This was originally posted on the Zooniverse blogs here.
This the the third post in a series about how, at a high level, the Zooniverse collection of citizen science projects work. In the first post I described the core domain model description that we use – something that turns out to be a crucial part of faciliating conversation between scienctists and developers. In the second I covered about some of the core technologies that keep things running smoothly. In this and the next few posts I’m going to talk about parts of the Zooniverse that are subtle but important optimisations. Things such as how we pick which Subject to show to someone next, how we decide when a Subject is complete, and measuring the quality of a person’s Classifications.
Much of what I’m about to describe probably isn’t obvious to the casual observer but these are some of the pieces of the Zooniverse technical puzzle that as a team we’re most proud of and have taken many iterations over the past five years to get right. This post is about how we decide what to show to you next.
A Quick Refresher
At its most basic, a Zooniverse citizen science project is simply a website that shows you some data images, audio or plots, asks you to perform some kind of analysis on interpretation on it and collects back what you said. As I described in my previous post we’ve abstracted most of the data-part of that workflow into an API called Ouroboros which handles functionality such as login, serving up Subjects and collecting back user-generated Classifications.
Keeping it Fast
The ability for our infrastructure to scale quickly and predictably is a major technical requirement for us. We’ve been fortunate over the past few years to receive a fair bit of attention in the press which can result in tens or hundreds of thousands of people coming to our projects in a very short period of time. When you’re dealing with visitor numbers at that scale ideally you want everyone to have a pleasant experience.
Let’s think a little more about what absolutely has to happen when a person visits for example Galaxy Zoo:
- We need to show a login/signup form and send the information provided by the individual back to the server.
- Once registration/login is complete we need to serve back some personal information (such as a screen name).
- We need to pick some Subjects to show.
For many of the operations that happen in the Zooniverse, a record is written to a database somewhere.

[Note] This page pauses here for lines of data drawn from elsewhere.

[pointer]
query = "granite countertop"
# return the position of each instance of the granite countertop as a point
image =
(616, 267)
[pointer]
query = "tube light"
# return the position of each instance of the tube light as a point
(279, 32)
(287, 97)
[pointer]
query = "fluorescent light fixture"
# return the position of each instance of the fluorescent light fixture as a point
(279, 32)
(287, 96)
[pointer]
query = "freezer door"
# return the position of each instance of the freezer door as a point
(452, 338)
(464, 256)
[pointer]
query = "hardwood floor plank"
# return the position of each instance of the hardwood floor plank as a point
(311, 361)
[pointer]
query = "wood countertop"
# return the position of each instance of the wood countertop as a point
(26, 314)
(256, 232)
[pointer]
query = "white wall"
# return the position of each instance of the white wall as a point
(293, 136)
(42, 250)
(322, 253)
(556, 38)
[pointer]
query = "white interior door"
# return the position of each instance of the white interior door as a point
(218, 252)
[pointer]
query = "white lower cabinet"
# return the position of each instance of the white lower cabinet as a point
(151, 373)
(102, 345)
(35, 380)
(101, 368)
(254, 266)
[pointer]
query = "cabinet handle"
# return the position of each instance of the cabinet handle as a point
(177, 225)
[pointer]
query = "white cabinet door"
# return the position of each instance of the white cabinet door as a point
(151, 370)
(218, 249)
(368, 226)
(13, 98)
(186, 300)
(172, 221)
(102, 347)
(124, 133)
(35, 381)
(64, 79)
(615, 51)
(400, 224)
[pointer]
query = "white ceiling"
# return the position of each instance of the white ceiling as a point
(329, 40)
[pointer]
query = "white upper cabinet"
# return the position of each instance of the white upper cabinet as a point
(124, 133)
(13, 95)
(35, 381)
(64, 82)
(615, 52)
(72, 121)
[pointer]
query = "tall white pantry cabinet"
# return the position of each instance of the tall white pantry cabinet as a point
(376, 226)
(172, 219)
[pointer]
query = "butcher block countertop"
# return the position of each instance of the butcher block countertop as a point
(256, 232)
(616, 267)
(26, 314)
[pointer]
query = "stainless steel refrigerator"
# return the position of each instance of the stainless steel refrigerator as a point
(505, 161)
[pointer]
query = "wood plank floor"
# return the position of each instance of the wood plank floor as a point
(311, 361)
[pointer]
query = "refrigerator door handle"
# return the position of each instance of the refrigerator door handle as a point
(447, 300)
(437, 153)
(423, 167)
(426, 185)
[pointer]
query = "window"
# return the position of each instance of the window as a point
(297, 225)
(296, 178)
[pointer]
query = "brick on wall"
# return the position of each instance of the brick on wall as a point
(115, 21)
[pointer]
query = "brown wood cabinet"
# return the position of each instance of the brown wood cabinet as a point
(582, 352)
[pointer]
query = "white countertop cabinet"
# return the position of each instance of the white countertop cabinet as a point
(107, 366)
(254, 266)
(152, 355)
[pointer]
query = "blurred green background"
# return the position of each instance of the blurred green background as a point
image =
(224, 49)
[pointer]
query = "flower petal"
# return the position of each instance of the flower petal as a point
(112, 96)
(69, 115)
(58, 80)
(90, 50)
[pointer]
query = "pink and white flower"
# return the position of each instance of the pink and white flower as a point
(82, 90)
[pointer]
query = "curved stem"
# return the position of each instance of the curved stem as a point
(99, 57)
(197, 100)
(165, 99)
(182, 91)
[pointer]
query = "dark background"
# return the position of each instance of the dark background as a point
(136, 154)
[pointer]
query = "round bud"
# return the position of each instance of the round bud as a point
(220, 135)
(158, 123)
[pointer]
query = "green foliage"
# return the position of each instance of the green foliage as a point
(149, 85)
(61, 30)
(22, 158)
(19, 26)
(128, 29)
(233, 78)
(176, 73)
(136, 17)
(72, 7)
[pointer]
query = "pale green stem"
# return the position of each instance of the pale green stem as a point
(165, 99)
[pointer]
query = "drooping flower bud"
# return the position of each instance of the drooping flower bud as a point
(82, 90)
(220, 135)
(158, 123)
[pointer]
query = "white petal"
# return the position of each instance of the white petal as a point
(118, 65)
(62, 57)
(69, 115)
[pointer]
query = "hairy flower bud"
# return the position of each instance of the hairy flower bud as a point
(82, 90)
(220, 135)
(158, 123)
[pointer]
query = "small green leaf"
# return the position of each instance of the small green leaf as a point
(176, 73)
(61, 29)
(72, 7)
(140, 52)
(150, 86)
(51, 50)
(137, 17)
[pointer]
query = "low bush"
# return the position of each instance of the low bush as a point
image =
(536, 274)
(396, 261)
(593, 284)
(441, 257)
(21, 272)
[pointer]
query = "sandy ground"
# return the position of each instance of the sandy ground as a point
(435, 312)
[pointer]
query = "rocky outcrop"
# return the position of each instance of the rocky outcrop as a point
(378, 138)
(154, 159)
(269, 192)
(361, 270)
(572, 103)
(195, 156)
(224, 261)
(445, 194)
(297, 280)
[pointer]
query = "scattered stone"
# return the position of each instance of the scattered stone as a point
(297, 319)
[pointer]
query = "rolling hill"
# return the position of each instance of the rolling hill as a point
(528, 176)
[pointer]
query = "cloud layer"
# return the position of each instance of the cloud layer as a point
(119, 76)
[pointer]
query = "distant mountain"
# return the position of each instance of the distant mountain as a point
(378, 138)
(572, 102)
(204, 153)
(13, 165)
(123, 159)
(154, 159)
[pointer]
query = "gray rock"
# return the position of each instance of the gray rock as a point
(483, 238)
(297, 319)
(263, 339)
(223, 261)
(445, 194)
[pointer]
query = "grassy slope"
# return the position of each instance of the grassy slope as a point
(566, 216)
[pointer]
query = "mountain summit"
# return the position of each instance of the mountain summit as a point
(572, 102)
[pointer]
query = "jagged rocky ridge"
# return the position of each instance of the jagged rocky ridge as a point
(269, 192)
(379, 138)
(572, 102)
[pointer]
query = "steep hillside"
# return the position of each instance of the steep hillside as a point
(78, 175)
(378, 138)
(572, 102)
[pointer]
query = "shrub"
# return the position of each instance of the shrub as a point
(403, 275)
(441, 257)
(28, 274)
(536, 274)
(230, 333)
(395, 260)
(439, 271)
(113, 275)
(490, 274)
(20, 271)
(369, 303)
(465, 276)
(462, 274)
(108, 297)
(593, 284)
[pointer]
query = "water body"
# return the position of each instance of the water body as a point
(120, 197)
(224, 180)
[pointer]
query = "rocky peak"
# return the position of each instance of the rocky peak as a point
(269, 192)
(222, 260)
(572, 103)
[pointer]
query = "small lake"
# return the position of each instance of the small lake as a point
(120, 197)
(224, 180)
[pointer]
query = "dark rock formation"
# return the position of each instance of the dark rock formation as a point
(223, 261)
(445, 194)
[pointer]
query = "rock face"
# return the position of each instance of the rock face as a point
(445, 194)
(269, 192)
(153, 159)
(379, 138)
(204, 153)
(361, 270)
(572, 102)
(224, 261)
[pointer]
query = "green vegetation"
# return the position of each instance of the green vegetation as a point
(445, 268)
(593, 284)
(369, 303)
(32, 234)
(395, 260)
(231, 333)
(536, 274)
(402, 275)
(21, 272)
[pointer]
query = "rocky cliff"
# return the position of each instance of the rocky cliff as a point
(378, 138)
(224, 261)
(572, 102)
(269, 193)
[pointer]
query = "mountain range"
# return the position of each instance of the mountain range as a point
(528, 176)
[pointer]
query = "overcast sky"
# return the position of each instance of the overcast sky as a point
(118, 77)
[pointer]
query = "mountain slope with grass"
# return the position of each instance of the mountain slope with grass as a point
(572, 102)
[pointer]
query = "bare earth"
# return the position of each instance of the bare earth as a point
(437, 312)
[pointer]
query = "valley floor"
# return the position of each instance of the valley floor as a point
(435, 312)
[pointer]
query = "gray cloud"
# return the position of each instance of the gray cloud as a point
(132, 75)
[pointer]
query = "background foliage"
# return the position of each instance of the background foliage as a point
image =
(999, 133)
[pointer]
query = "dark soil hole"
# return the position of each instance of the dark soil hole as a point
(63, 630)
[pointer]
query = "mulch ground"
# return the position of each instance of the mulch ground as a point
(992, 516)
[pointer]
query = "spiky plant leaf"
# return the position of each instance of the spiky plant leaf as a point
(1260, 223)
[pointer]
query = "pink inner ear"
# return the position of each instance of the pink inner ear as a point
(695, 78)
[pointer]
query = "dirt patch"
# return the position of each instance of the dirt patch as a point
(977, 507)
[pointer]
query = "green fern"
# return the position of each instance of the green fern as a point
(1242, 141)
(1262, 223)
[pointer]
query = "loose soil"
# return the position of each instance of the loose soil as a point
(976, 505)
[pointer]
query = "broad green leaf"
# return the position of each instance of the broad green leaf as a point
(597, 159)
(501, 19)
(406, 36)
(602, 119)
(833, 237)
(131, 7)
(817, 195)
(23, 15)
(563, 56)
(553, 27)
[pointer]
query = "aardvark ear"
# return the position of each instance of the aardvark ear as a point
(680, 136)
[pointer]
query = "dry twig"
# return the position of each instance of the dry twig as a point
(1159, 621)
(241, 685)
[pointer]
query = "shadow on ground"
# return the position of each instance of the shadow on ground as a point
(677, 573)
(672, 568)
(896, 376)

When trying to improve the performance of code that involves databases, a key strategy is to try and avoid querying these database as much as possible especially if the queries are complex and the databases are large as these are often the slowest parts of your application.
What count’s as ‘complex’ and ‘big’ in database terms varies based upon the types of records that you are storing, the choices you’ve made about how to index them and the resources you provide to the database server i.e. how much RAM/CPU you have available.
Keeping it personal
If there's one place that complex queries are guaranteed to reside in a Zooniverse project codebase then it's the part where we decide what to show to a particular person next. It's complex, in need of optimisation and potentially slow for a number of reasons:
- When selecting a Subject we need to pick from one that a particular User hasn’t seen before.
- Often Subjects are in Groups (such as a collection of records in Notes from Nature) and so these queries have to happen within a particular scope.
- We often want to prioritise a certain subset of the Subjects.
- These queries happen a lot, at least n * the total number of Subjects (where n is the number of repeat classifications each Subject receives).
- The list of Subjects we’re selecting from is often large (many millions).
On first inspection, writing code to achieve the requirements above might not seem that hard but if you add in the requirement that we’d like to be able to select Subjects hundreds of times per second for many thousands of Users then it starts to get tricky.
A "poor man's" version of this might look something like this:
What we're doing here is finding all the classifications for a given User and grabbing all of the Subject ids for them. Then we do a SQL select to grab the first record that doesn’t have an id matching one of the ones from existing classifications.
While this code is perfectly valid and would work OK for small-scale datasets there are a number of core issues with it:
- It's pretty much guaranteed to get slower over time – as the number of classifications grows for a user retrieving the recent classifications is going to become a bigger and bigger query.
- It's slow from the start – NOT IN queries are notoriously slow.
- It's wasteful – every time we grab a new Subject for a User we essentially run the same query to grab the recent classification Subject ids.
These factors combined make for some serious potential performance issues if we want to execute code like this frequently, for large numbers of people and across large datasets all of which are requirements for the Zooniverse.
A better way
It turns out that there are technologies out there designed to help with this sort of scenario. When we select the new Subject for a user there's no reason why this operation has to actually happen in the database that the Subjects are stored in, instead we can keep 'proxy' records stored in lists or sets. That means that if we have a big list of ids of things that are available to be classified and a list of ids of things that each user has seen so far then when we want to select a Subject for someone we just subtract those two things and then pick randomly from the difference and pluck that record from the database.
In the diagram above when Rob (in the middle) comes to one of our sites we subtract from the big list of Subjects that need classifying still (in blue) the list of things that he’s already seen (in green) and then pick randomly from that resulting set. Going by this diagram it looks like we must have to keep a list of available Subjects for each project together with a separate list of Subjects per project per user so that we can do this subtraction and that’s exactly the case. The database technology that we use to do this is called Redis and it’s designed for operations just like this.
Maturing our codebase to a point where the queries described above are straightforward has been a lot of work, mostly by this guy. What does it look like to actually require this kind of behaviour in code? Just two lines:
Not only is it simple for us to now to implement this kind of Subject selection behaviour, using Redis to perform these selection operations means that everything is insanely quick, typically returning from Redis in ~30ms even for databases with many tens of thousands of Subjects to be classified.
Making the routinely hard stuff easier is a continual goal for the Zooniverse development team. That way we can focus maximum effort on the front-end experience and what’s different and hard about each new project we build.